Failover can occur in one of two situations: An entire node fails, or a resource on a node fails (such as a network interface). Node failure is easily identifiable in Cluster Administrator. When you are connected to a cluster, Cluster Administrator displays a list of all nodes and their current status. Resource failure that does not bring down a node, but does result in group failover, can be harder to detect. Use Cluster Administrator or another cluster management application to periodically check the owner of all cluster groups to see if a group has failed over.
It is important to use Cluster Administrator to routinely monitor the status of all clusters and check for failover activities that diminish either the performance or the availability of resources. Failover is supposed to be easily tolerated. Your work flow will not suffer if all applications are working, failover policies have been correctly set, and you have provided sufficient capacity for all situations. If any of these three criteria are not met, you must take action to meet them. For information on how to plan your server cluster, failover policies, and capacity requirements, see Planning your server cluster.
Serious failover situations can affect performance and availability. If a node fails and its companion node is unable to serve clients efficiently, the situation must be resolved immediately. If groups persistently fail over and fail back without surviving on either node for very long, availability to clients is completely lost.
When investigating possible problems with failovers, answer the following questions:
For example, other resources could be suffering due to the increased load placed on the alternate node.
Many types of failure can cause failovers. Usually, these occur at the operating system and hardware levels. For help with determining the exact type of a failure, see Troubleshooting.
To review what happened prior to and during a group failure, run Event Viewer and look at the application log, system log, and the security log (if applicable). This helps you determine what types of errors occurred.
If your performance has seriously suffered as a result of a failover, review the capacity planning issues presented in Capacity planning.
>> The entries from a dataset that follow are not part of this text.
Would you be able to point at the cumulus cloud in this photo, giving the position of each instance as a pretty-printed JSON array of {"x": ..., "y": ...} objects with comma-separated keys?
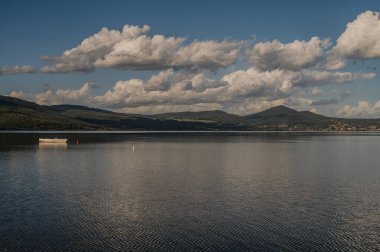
[
  {"x": 359, "y": 41},
  {"x": 362, "y": 109},
  {"x": 292, "y": 56},
  {"x": 323, "y": 102},
  {"x": 17, "y": 69},
  {"x": 237, "y": 92},
  {"x": 316, "y": 91},
  {"x": 132, "y": 48}
]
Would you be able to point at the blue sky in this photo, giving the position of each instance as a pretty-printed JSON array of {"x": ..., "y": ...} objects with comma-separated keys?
[{"x": 33, "y": 29}]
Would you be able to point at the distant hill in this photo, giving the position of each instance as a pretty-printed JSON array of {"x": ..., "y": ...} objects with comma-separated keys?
[
  {"x": 17, "y": 114},
  {"x": 281, "y": 115}
]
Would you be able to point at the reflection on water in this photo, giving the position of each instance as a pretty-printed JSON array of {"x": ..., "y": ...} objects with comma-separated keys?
[{"x": 204, "y": 191}]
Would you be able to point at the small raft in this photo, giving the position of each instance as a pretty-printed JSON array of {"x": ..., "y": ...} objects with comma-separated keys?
[{"x": 53, "y": 140}]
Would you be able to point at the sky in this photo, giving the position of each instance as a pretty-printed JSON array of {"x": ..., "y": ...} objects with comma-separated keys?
[{"x": 168, "y": 56}]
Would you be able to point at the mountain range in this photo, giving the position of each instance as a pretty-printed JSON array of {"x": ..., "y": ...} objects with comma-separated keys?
[{"x": 17, "y": 114}]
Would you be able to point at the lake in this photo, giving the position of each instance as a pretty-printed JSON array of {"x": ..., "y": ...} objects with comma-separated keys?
[{"x": 260, "y": 191}]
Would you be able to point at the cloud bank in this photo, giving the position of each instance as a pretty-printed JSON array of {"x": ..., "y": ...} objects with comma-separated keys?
[
  {"x": 186, "y": 77},
  {"x": 133, "y": 49}
]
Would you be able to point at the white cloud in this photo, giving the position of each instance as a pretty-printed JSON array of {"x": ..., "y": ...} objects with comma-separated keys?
[
  {"x": 133, "y": 49},
  {"x": 239, "y": 91},
  {"x": 361, "y": 39},
  {"x": 362, "y": 109},
  {"x": 17, "y": 69},
  {"x": 316, "y": 91},
  {"x": 292, "y": 56}
]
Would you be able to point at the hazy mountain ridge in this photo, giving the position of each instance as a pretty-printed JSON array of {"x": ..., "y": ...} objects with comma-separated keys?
[{"x": 17, "y": 114}]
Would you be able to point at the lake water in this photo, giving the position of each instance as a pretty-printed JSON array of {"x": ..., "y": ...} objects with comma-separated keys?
[{"x": 190, "y": 191}]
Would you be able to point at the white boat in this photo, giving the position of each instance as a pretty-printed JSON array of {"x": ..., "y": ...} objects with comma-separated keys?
[{"x": 53, "y": 140}]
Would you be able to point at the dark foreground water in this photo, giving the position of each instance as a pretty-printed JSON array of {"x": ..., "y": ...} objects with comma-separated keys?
[{"x": 191, "y": 191}]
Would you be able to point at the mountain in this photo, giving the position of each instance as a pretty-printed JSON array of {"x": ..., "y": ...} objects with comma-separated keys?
[
  {"x": 213, "y": 116},
  {"x": 23, "y": 115},
  {"x": 281, "y": 115},
  {"x": 17, "y": 114}
]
If you determine that the nodes did not efficiently transfer control of various groups and resources during failover, review the failover policies you have set. For example, the Cluster service could be attempting to bring a File Share resource online before the corresponding Physical Disk resource was brought online. This type of error is easily fixed by configuring dependencies.
The Cluster service records error messages about resource failure in the system log. The system log is found in Event Viewer. The Event Properties dialog box contains error message information. Information about a resource failure might appear as follows:
Date: 9/8/2001
Time: 3:22:49 PM
Type: Error
Source: ClusSvc
Category: Failover Mgr
Event ID: 1069
User: N/A
Computer: DTCENTER3
Description: "Cluster resource 'Disk V:' in Resource Group 'SQL' failed.
For more information, see Help and Support Center at http://go.microsoft.com/fwlink/events.asp."
Other applications can keep track of such errors and notify appropriate parties as necessary.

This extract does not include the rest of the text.